You can also refinance federal loans. If you don’t qualify for IDR, and you have good credit, refinancing your federal loans can save you money. However, you will also lose the potential to go on IDR later, if your financial situation changes.

Carefully weigh your options to determine if refinancing is the right move for you. It’s also possible to refinance your private student loans, and separately consolidate your federal loans if you want to maintain some of your protections.

Federal Public Service Loan Forgiveness

Borrowers that work for a government or nonprofit entity can potentially have their loans wiped out with Public Service Loan Forgiveness (PSLF). In order to qualify, you need to work in a qualifying job and make 120 consecutive payments on your eligible loans.

Before you begin a job on the basis of receiving PSLF, make sure your federal loans qualify, and double-check to see if your employer qualifies. In order to be most effective, you need to be on IDR, since standard repayment is designed to have your loans paid off in 10 years.

How to live your dream even with California student loans

Repaying student loan debt can be a lonely endeavor, especially if you feel like your number isn’t getting smaller as the years go by.

You can expedite your repayment by refinancing your student loans to a lower interest rate or paying extra whenever you can. But that’s not all you can do.

If you’d like to see the laws regarding California student loans change, take your ideas straight to the powers that be: your local representatives.

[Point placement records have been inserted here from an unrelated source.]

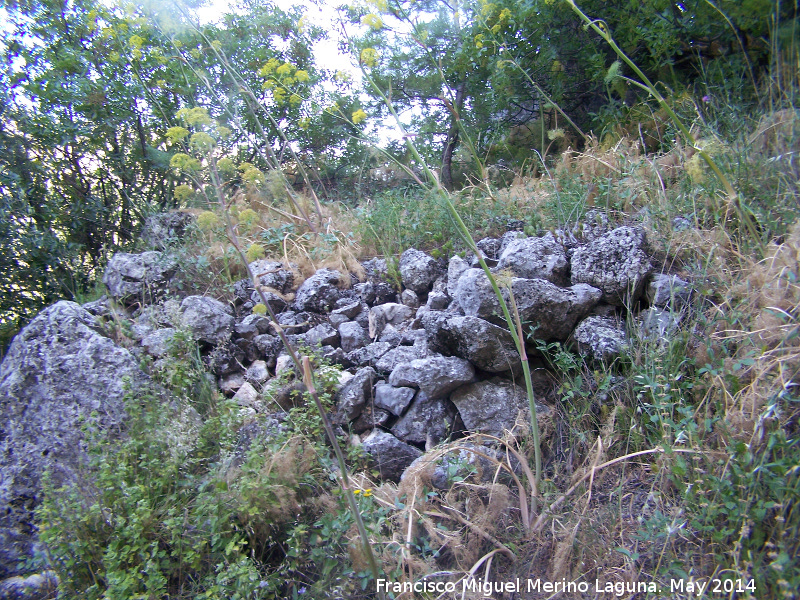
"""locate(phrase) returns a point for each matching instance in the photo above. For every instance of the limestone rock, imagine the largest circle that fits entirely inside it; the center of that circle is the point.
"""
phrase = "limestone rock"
(668, 291)
(616, 263)
(393, 399)
(157, 343)
(600, 337)
(390, 455)
(319, 292)
(437, 376)
(354, 395)
(397, 356)
(536, 258)
(138, 278)
(418, 270)
(61, 374)
(323, 334)
(551, 310)
(273, 274)
(391, 313)
(489, 347)
(493, 406)
(427, 421)
(352, 336)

On GovTrack, you can find a list of your current California senators and California representatives. Reach out to them, and let your voice be heard. It’s more powerful than you might think.

And finally, stay on top of your loans by doing the following:

  • Utilizing the above programs if you qualify
  • Understanding your rights, including those dictated by the statute of limitations on debt
  • Remembering that you’re not alone in your debt payoff journey

Student loan debt is a challenge; there’s no question about that. But if you follow the steps above and remember to tap into the programs available to you in California, you can create a winning strategy.